Google BigQuery CDC Partition Optimisation To Reduce Cost
Consumption charges for applying change data to BigQuery is based on the size of the underlying data - i.e. BigQuery is unable to update individual rows, so it mutates the entire table/partition in order to apply a change. Each mutation results in the entire underlying table/partition being read, and consumption charges being raised accordingly. For batch applies based on MERGE statements, BigQuery is not intelligent enough to isolate which partitions are affected, and hence mutates the entire tables regardless of partitioning. For a 1TB table, this results in a $5 charge for each batch of changes. In the course of a day's replication, applying changes in 5-minute intervals will result in a $14,000 monthly bill for a single table.

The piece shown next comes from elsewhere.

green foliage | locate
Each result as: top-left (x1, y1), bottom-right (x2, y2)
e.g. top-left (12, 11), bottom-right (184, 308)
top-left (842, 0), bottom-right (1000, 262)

This scenario is largely unavoidable when using SQL statements to apply changes to BigQuery. However, the underlying BigQuery APIs allow individual partitions to be targeted and replaced without, and also allow data to be streamed into tables for scenarios where historic views are desirable.
Our current customer sees the potential for QR to be improved based on the above, as existing methodology of reducing the cost comes at the compromise of the source and target latency.

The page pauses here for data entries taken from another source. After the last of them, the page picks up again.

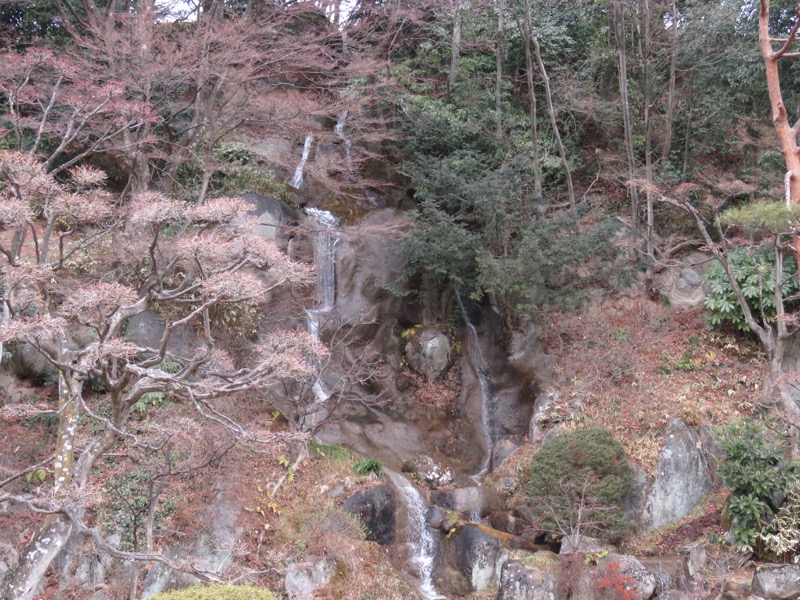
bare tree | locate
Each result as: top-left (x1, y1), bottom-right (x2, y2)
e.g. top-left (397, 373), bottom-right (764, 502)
top-left (0, 151), bottom-right (318, 600)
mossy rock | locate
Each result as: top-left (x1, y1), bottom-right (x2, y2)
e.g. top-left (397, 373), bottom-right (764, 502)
top-left (151, 585), bottom-right (278, 600)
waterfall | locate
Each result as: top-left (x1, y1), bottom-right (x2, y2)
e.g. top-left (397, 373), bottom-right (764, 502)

Thank you for the suggestion. We have items in the roadmap including creating clustered and partitioned tables in the target and also adjusting the SQL to take advantage of these options.

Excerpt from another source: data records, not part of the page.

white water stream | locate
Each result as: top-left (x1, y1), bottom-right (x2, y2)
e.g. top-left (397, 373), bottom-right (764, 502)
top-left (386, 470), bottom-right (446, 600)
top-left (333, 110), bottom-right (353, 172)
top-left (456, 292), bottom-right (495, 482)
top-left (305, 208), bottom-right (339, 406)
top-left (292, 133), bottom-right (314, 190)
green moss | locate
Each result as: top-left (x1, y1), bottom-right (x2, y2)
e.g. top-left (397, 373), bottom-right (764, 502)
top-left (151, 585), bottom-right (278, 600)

The feature supported by Replicate 2021.5. In the Release Notes:
Support for Google Cloud BigQuery clustered tables
A Create tables as clustered by primary key option has been added to the Advanced tab of the Google Cloud BigQuery target endpoint. When this option is selected, the target tables will be created as clustered (according to the first four Primary Key columns that support clustering). In general, clustered tables usually provide significantly faster query performance as well as reducing billing costs.